Even the engineers of these systems aren’t entirely sure why AI hallucinates. However, there are several factors that they believe contribute to this issue. For one, these systems are trained on data sourced from reams of online text. If this data is outdated, biased, or missing crucial facts, the AI system might use plausible-sounding fabrications to fill those gaps. Secondly, when faced with unfamiliar questions, it will often produce answers that fit a certain pattern based on what it perceives should come next in a string of words. These systems don’t have real common sense and therefore often struggle to know when something they are saying is true or not. The answers are also often presented with such an authoritative voice, it feels like it surely must know what it’s talking about. This often leads people to not bother verifying the output to make sure it is accurate.
The Consequences of AI Hallucinations

At the moment, these AI systems are used around the world for a large range of different applications. Many use it for personal reasons, such as discussing their mental or physical health, or help with daily planning. Others use it for business reasons or educational purposes. In each case, however, relying on these systems for accurate information can prove to have negative consequences. This is particularly true when it comes to medical advice, or relying on an equation that could seriously damage your work if incorrect. It would be helpful if AI would rather say it was unsure of something than provide an incorrect reply, but this is not the case.
Shouldn’t the Developers Be Doing Something To Fix This?

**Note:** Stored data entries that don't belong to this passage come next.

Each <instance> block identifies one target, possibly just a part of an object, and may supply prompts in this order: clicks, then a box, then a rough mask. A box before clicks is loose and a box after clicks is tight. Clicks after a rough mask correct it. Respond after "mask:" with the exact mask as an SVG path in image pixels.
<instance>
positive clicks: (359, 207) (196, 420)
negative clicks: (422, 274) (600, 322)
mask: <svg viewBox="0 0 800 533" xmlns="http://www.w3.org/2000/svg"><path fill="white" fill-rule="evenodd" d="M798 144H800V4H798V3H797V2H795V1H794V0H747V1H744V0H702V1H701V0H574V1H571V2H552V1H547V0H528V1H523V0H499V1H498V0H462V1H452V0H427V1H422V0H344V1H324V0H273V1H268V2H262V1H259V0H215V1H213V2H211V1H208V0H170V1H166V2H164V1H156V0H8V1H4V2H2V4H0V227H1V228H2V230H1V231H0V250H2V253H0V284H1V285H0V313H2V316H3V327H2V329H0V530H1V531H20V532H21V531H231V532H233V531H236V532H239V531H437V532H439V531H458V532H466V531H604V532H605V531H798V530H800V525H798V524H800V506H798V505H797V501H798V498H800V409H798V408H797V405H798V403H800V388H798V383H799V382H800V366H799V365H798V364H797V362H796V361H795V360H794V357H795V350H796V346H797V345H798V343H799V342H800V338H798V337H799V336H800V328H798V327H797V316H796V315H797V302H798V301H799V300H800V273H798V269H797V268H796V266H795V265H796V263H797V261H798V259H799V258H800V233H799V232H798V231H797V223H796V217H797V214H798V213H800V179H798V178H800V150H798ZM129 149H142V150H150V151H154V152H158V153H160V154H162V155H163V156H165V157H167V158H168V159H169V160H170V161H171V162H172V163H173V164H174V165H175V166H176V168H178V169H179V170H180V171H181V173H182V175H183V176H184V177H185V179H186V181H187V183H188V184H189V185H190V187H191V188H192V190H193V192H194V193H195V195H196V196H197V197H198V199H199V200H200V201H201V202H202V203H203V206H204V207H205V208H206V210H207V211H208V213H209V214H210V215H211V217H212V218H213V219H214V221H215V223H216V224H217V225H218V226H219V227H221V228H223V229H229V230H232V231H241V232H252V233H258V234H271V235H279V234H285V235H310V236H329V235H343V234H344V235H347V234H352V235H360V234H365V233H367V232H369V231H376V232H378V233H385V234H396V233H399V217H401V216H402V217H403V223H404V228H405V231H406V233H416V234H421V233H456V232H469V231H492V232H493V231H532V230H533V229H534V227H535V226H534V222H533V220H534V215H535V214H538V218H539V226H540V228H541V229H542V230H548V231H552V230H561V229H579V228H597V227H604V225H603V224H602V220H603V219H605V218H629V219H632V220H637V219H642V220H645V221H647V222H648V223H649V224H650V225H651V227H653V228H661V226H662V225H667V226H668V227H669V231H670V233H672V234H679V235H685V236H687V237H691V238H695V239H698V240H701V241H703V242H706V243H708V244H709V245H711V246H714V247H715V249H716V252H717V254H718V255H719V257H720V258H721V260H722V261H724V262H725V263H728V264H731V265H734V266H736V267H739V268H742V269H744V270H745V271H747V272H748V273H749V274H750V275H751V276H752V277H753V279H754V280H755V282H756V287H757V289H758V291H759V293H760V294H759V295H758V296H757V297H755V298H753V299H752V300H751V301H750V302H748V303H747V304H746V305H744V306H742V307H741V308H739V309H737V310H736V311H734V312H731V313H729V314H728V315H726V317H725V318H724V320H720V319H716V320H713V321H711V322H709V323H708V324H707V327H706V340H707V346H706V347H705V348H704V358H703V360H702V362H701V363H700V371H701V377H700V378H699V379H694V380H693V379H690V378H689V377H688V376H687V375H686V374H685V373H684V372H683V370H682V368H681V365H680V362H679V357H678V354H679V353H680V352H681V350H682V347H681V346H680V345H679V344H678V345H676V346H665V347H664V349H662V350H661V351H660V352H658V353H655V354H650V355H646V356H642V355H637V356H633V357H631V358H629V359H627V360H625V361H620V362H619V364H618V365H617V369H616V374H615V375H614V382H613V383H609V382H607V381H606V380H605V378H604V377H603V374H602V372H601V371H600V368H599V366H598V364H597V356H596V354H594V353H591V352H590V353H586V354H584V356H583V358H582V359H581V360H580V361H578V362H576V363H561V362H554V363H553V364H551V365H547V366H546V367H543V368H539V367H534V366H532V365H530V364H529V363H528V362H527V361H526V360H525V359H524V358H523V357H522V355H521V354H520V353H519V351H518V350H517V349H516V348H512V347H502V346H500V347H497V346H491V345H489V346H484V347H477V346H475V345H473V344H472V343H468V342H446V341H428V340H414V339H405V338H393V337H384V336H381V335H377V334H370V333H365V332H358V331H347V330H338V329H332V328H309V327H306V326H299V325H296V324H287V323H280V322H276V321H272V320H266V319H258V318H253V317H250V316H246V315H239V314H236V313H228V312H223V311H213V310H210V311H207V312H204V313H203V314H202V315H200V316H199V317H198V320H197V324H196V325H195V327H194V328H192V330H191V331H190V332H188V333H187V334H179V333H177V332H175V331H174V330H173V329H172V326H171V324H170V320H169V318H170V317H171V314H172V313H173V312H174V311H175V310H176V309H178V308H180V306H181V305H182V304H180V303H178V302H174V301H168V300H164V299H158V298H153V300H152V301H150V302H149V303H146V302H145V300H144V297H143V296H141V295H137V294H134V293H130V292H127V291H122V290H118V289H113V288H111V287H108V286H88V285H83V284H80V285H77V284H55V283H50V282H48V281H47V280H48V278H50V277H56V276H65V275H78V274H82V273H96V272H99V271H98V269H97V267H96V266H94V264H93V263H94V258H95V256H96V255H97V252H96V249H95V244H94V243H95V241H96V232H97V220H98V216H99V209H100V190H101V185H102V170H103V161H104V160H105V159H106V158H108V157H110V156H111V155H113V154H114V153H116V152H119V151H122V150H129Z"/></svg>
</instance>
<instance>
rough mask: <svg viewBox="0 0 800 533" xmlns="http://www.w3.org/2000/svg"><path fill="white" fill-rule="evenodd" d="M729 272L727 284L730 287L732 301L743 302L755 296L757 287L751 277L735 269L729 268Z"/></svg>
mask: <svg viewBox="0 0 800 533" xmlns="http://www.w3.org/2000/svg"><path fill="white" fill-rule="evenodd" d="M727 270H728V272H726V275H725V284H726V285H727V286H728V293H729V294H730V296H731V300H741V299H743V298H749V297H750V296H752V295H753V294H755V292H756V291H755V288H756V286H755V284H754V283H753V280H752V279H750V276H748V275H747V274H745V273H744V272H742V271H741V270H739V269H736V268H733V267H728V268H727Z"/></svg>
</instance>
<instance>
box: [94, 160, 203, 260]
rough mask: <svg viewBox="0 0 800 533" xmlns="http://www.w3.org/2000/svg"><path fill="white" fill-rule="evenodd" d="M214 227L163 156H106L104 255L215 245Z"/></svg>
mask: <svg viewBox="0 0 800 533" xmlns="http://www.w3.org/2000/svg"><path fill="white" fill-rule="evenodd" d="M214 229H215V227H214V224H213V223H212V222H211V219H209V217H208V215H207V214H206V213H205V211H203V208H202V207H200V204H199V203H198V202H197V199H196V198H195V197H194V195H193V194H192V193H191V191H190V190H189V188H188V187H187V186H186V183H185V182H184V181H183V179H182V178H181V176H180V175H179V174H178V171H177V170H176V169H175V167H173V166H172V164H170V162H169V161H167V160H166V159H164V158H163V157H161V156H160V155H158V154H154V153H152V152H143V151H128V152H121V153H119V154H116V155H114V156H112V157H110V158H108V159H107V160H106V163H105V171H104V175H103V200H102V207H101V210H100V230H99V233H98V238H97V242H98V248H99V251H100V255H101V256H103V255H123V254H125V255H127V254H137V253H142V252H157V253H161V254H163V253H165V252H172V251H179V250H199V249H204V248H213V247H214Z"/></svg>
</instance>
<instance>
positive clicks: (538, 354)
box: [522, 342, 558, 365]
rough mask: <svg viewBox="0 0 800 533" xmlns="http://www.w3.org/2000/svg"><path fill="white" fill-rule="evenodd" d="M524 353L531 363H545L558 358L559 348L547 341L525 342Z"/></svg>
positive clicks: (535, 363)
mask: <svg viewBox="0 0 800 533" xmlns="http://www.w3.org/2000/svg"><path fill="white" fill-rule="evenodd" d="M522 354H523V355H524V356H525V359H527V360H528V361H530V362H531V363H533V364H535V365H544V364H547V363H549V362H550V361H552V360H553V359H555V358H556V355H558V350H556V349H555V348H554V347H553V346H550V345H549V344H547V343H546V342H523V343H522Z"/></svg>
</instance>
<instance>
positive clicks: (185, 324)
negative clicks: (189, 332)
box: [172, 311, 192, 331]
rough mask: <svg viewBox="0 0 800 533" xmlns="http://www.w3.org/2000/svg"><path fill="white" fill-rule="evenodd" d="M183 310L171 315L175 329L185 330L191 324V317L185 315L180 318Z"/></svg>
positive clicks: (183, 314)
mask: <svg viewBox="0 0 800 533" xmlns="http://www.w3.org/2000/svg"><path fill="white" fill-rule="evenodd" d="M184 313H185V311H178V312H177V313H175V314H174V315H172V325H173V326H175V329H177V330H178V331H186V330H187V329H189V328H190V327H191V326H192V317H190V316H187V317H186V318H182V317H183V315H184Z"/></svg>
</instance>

Probably the biggest problem is that not even the creators of these systems know exactly why the AI hallucinations occur. Additionally, the more complex these systems become, the harder it is to identify what is causing them to make things up. It seems to be an intrinsic part of the current architecture underlying these systems. While engineers work to try to fix these issues, some feel that they will never really go away. Despite these issues, these companies continue to build ever more complex and larger models. Yet, as we have observed, size and complexity has not equated to improved accuracy.
The Bottom Line

It seems that the issue of AI hallucinations may be a built in side effect of the current AI technology. Not only may the data it was trained on be biased and incomplete, but it is also finite. As a resource, real-life quality data will soon run out. Many companies will then turn to synthetic data to train on. Since that data is generated by AI, we may soon see the snake eat its own tail. If the synthetic data contains hallucinations, this will only compound the problem even more.